The formula for the **arithmetic mean** is

$$\text{Mean} = \frac{1}{N} \sum_i x_i$$

As an example, we calculate the mean price for a set of houses:

In [1]:
from __future__ import print_function, division
import numpy as np

houses = np.array([190000, 170000, 165000, 180000, 165000])
print("Mean price: {}".format(houses.sum()/houses.size))

Mean price: 174000.0


For a different set of houses, perhaps in a different part of town:

In [2]:
houses2 = np.array([2400000, 125000, 148000, 160000, 110000, 325000, 180000])
print("Mean price: {}".format(houses2.sum()/houses2.size))

Mean price: 492571.428571


Most of the houses are in the \$110,000 - \$180,000 range - two houses with larger prices shift the mean outside of this range.

## Median

To determine the median of a sample, you first need to sort it and then pick the one in the middle.

In [3]:
np.median(houses2)

160000.0

As a typical price of the houses in the area, this is a more reasonable value than the mean.

## Mode

Suppose we are at a children birthday party, with both children and their parents. The array below contains the ages of the people present.

In [4]:
ages = np.array([4, 3, 32, 33, 4, 32, 3, 38, 4])

The mean age of people at the party is

In [5]:
print("Mean age: {}".format(ages.mean()))

Mean age: 17.0


The mean is not very informative - there are no teenagers at this party. The median is

In [6]:
print("Median age: {}".format(np.median(ages)))

Median age: 4.0


Not really a useful statistic - does not capture the ages of the parents. If two more parents show up:

In [7]:
ages2 = np.array([4, 3, 32, 33, 4, 32, 3, 38, 4, 35, 36])
print("Median age: {}".format(np.median(ages2)))

Median age: 32.0


Now the median shifts to the parent's age range.

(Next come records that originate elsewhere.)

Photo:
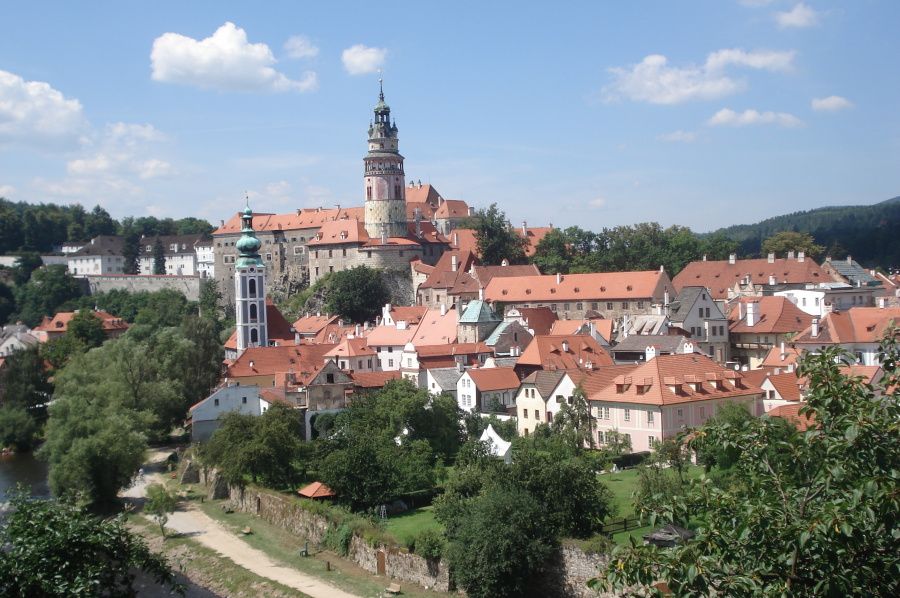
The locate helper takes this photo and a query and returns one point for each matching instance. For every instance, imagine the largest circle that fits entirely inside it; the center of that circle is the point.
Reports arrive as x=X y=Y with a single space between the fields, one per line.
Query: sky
x=701 y=113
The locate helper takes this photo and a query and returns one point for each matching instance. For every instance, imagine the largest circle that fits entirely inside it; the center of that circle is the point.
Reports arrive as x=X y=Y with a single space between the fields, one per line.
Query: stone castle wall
x=188 y=285
x=565 y=577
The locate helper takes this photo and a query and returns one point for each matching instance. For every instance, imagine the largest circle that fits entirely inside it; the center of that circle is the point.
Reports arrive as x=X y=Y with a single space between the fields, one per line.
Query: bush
x=429 y=544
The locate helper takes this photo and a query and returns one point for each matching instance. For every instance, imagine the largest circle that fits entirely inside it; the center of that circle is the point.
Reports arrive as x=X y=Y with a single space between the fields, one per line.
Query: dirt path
x=190 y=520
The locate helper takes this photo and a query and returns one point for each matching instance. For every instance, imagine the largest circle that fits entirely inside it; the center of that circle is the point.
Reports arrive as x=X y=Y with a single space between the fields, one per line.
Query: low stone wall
x=564 y=578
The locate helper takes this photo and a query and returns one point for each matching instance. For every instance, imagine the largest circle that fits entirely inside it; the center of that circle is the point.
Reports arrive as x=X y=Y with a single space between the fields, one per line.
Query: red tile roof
x=777 y=315
x=577 y=287
x=670 y=379
x=719 y=276
x=856 y=325
x=565 y=352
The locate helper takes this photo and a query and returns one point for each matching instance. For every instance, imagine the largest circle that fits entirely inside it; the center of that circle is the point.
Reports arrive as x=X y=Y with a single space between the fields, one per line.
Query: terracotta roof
x=464 y=238
x=316 y=490
x=777 y=315
x=352 y=232
x=490 y=379
x=576 y=287
x=302 y=219
x=719 y=276
x=309 y=324
x=279 y=329
x=484 y=274
x=373 y=379
x=670 y=379
x=59 y=323
x=564 y=353
x=538 y=319
x=305 y=360
x=856 y=325
x=792 y=414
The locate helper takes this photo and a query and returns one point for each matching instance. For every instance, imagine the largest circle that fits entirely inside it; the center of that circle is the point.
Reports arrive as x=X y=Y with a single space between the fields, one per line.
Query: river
x=23 y=468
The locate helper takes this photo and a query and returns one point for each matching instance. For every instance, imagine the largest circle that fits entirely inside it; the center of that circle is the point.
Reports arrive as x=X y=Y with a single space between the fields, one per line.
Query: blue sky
x=701 y=113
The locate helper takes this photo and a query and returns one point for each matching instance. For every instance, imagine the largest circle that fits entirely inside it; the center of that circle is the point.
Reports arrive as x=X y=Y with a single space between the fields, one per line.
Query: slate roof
x=856 y=325
x=719 y=276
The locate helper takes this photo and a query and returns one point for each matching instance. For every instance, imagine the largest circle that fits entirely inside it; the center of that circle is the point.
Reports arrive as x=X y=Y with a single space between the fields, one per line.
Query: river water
x=23 y=468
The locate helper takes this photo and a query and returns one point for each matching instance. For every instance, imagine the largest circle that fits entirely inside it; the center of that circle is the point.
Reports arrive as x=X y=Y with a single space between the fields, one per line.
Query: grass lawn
x=623 y=484
x=405 y=525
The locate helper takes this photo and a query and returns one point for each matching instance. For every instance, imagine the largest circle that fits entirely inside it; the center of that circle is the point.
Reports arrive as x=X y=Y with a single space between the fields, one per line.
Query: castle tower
x=250 y=289
x=385 y=180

The **mode** is defined as the most frequent value in a sample. In the party example,

In [10]:
from scipy import stats

print("Mode: {}".format(stats.mode(ages2)[0][0]))

Mode: 4


Another example:

In [12]:
values = np.array([5, 9, 100, 9, 97, 6, 9, 98, 9])
print("Mean, median, mode: {} {} {}".format(values.mean(), np.median(values), stats.mode(values)[0][0]))

Mean, median, mode: 38.0 9.0 9


For the mode, ties may occur - those are broken at random. Yet another example:

In [13]:
values = np.array([3, 9, 3, 8, 2, 9, 1, 9, 2, 4])
print("Mean, median, mode: {} {} {}".format(values.mean(), np.median(values), stats.mode(values)[0][0]))

Mean, median, mode: 5.0 3.5 9


In this case there's an even number of values - there's nothing exactly at the centre. The value returned is the average of the two central values, 3 and 4.